[Date Prev][Date Next] [Thread Prev][Thread Next] [Date Index] [Thread Index]

Re: Lenny, apt(titude), dependency issues, seg faults and corrupted .DEB packages



On Sat, 15 Nov 2008, Mark Allums wrote:
>>>>> Memtest86+ is a GPL'd memory testing suite that should work with
>>>>> anything in the i386-amd64 family.
>>>> Yeah, but it's not actually that good at testing memory.
>>>  Do you have a reference for that?

I do.  We never trust memtest negatives unless it has been running for over
48H, we have seen several false negatives.
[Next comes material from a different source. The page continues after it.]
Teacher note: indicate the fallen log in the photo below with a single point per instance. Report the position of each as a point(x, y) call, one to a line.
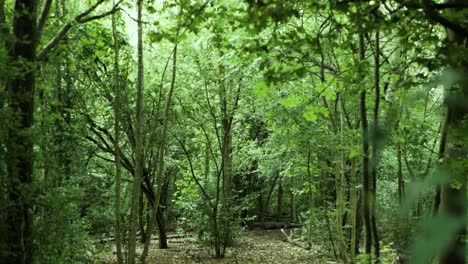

And I have never seen it manage to flag an error on ECC systems.  I am not
really sure it knows how to deal with every memory controller in use on
servers out there, or that it DOES know how to talk right to, say, a i82875
like the one in my desktop.

False positives, OTOH, are unknown of.  If it says memory is bad, memory IS
bad.  Of course, it could be bad for a number of reasons, of which a bad
memory chip in the module is only the most likely.  We have seen it happen
due to problems in peripherals that were screwing up with the DC power
lines, and due to PSUs (for the same reason).

>> Nope.  I also can't find one after a bit of googling.  I seem to 
>> remember that there were two or 3 people on gentoo-user that were able 
>> to find memory errors with a perl script that memtest86 couldn't find.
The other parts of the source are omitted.